I’ve been watching what’s been happening up in Boston. I’ve seen the walk-offs the last couple of nights. That’s the mentality of that team in that they’ll work hard and do anything they can to win. You can never give up on this team. I also saw Dustin Pedroia got a nice contract extension. I admire everything about Pedy: his work ethic and the teammate he is. He’s helped me out. He helps everyone out. He’s a real upbeat guy at the field, which is something you need. You go up there every day and do the same thing for six or seven months. To have a teammate like him who is constantly there working hard is something to admire. He’s made plenty of money and knows he’s set for life. He could easily cash in and be fine, but that’s not his mentality. He would play for 10 bucks a day honestly.

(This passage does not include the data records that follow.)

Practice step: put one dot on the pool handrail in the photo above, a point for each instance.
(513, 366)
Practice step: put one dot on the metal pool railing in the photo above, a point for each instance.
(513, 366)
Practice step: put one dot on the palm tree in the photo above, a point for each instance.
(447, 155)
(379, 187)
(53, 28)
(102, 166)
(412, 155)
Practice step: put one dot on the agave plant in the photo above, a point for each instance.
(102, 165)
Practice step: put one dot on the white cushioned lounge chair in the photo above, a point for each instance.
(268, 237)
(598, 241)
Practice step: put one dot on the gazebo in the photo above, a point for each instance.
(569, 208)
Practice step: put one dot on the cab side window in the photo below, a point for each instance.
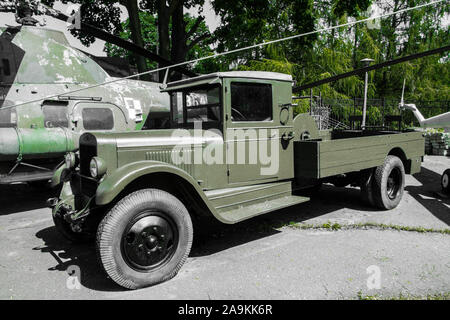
(251, 102)
(97, 119)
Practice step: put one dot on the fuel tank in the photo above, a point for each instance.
(34, 143)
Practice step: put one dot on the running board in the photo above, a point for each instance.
(238, 204)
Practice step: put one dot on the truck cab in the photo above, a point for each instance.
(234, 150)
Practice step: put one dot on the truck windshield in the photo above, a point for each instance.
(199, 104)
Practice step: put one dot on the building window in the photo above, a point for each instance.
(98, 119)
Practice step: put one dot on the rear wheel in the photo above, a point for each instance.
(66, 230)
(389, 183)
(144, 239)
(445, 181)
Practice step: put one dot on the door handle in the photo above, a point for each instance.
(288, 136)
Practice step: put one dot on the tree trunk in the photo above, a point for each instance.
(163, 32)
(136, 36)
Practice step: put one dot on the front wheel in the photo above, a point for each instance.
(389, 183)
(144, 239)
(445, 181)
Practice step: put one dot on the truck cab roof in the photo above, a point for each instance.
(213, 77)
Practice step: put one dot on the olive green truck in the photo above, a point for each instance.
(234, 151)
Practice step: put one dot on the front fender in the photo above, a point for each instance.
(115, 183)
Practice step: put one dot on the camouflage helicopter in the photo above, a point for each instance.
(37, 62)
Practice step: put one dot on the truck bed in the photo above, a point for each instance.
(349, 151)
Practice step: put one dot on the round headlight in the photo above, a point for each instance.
(70, 159)
(97, 167)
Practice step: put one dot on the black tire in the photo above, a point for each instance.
(366, 186)
(66, 231)
(145, 239)
(445, 181)
(389, 183)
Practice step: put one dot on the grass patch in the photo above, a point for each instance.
(365, 226)
(401, 296)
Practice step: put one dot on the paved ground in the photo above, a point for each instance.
(259, 259)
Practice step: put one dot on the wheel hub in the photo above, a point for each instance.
(148, 242)
(445, 180)
(393, 183)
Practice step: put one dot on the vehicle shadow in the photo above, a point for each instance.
(83, 256)
(22, 197)
(428, 194)
(212, 238)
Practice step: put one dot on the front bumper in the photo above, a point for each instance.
(70, 206)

Something I enjoyed recently was during the All-Star break, I had the most relaxing time. I have friends whose parents have a place in Westport, Mass. It was me, my sister and a couple of my friends back home. We went out and stayed a couple of nights. I turned my phone off and got away from everything. It couldn’t have been better. I just relaxed and had a good time with some good people. Speaking of my sister, she was a ballgirl with the Red Sox while she was working in Boston but she just accepted an offer to be the pitching coach at the University of Buffalo. At 22 years old, how great for her to not even be a graduate assistant but to get her own coaching job at a Division I school. She’s very excited about that and we’re really looking forward to it.

Finally, as for me, I just want to be the player that everyone has seen. When I can get my body back to normal, I feel like everything will fall into place. It’s not an excuse because there have been plenty of other factors, like my approach at the plate, that snowballed on me. I just want to get back and help us win a World Series.